Bias and variance for linear regression

Fraida Fund

In this set of notes, we derive the bias and variance for linear regression models, including linear basis function models.

Linear basis function model

For data \((x_i, y_i), i=1,\ldots,n\), consider the linear basis function model:

\[\hat{y} = f(x,{w}) = \phi(x)^T {w} = w_1 \phi_1(x) + \ldots +w_p \phi_p(x)\]

The least squares fit is

\[{w} = (\Phi^T \Phi)^{-1} \Phi^T y\]

where

\[ \Phi = \begin{bmatrix} \phi_1 ({x_1}) & \cdots & \phi_p ({x_1}) \\ \vdots & \ddots & \vdots \\ \phi_1 ({x_n}) & \cdots & \phi_p ({x_n}) \end{bmatrix} \]

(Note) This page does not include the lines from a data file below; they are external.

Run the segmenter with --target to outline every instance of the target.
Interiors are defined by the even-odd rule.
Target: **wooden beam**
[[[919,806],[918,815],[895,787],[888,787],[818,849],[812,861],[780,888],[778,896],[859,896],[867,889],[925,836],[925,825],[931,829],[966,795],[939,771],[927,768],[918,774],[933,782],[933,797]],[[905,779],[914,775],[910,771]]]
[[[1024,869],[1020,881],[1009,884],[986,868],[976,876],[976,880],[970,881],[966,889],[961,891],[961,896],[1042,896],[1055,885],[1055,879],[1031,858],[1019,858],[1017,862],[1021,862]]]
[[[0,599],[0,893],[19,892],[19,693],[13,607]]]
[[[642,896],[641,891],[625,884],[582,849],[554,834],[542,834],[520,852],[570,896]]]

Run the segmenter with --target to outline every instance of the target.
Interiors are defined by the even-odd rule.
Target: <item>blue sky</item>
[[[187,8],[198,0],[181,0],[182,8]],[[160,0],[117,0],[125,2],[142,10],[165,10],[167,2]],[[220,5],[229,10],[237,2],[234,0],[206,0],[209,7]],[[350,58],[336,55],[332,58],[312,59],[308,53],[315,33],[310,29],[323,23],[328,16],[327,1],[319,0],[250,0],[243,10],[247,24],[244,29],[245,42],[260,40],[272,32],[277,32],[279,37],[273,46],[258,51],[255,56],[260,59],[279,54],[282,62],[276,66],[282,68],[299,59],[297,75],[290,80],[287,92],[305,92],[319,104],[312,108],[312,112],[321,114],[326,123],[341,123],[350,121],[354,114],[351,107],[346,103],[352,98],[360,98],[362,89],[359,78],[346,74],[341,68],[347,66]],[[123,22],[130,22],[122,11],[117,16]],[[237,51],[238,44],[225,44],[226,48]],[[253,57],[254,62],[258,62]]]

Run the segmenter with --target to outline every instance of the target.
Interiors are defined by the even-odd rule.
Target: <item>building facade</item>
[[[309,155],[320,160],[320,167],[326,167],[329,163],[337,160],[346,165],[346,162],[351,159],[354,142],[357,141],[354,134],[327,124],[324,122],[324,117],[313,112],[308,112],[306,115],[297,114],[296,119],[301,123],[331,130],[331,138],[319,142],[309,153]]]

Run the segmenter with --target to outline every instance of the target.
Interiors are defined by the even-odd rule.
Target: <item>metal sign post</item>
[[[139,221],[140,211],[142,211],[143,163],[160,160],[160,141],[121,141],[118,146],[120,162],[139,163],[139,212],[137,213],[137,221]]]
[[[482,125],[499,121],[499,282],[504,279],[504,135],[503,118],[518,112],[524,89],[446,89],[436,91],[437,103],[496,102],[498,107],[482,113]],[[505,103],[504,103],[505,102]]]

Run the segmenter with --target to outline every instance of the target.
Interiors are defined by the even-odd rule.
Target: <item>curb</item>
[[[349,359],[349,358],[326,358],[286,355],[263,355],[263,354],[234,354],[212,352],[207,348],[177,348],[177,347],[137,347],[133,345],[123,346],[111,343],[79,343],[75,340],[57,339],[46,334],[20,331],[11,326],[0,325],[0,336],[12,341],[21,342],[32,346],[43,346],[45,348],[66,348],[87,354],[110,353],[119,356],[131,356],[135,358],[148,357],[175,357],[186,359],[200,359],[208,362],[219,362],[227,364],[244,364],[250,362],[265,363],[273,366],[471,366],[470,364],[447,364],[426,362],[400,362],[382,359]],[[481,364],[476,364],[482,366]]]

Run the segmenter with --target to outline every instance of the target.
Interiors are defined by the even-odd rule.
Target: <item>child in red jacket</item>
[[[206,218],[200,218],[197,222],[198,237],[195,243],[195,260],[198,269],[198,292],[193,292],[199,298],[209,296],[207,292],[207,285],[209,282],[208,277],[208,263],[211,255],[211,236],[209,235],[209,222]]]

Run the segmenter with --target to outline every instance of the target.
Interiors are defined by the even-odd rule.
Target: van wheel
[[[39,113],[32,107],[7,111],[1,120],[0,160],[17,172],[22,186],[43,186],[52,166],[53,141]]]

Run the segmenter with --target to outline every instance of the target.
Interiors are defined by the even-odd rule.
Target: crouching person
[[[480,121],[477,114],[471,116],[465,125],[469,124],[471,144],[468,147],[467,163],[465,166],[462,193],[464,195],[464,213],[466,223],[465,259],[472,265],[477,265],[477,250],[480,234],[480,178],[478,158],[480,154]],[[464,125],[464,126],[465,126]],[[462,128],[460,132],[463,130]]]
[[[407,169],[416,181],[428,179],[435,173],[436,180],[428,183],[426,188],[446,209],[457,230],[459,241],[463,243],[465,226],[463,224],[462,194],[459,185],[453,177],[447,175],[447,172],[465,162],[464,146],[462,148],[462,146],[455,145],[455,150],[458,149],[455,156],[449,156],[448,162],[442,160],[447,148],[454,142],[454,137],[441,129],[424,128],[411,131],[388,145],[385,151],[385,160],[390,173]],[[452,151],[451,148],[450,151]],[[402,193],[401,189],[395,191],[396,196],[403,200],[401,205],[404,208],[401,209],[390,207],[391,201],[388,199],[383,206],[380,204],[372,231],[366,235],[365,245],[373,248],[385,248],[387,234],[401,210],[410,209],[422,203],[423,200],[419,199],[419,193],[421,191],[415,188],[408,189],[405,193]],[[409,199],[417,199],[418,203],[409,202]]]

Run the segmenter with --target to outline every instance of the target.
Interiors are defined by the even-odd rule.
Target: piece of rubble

Assume the true function is \(t(x)\) such that

\[y=t(x) + \epsilon, \quad \epsilon \sim N(0, \sigma_\epsilon^2)\]

When there is no under-modeling,

\[t(x) = f(x,w_t) = \phi(x)^T w_t\]

where \(w_t\) is the true parameter vector.

Unique solution to ordinary least squares estimate

For \(\Phi \in R^{n\times p}\), there is a unique solution to the ordinary least squares estimate

\[{w} = (\Phi^T \Phi)^{-1} \Phi^T y\]

only if \(\text{Rank}(\Phi) = n\). This will be the case if the columns of \(\Phi\) are linearly independent, and \(n \geq p\).

In other words, the unique solution exists only if the number of data samples for training (\(n\)) is greater than or equal to the number of parameters \(p\).

This limits the model complexity you can use (greater \(p\) \(\implies\) greater model complexity).

For the rest of these notes, we will assume a unique least squares solution (\(n \geq p\)).

Bias of linear model

Let us give a definition of bias on a test point, \((x_t, y_t)\) for a function \(f\) with parameter estimate \(\hat{w}\):

\[\text{Bias}(x_t) := t( x_t ) - E[f(x_t, \hat{w})] \]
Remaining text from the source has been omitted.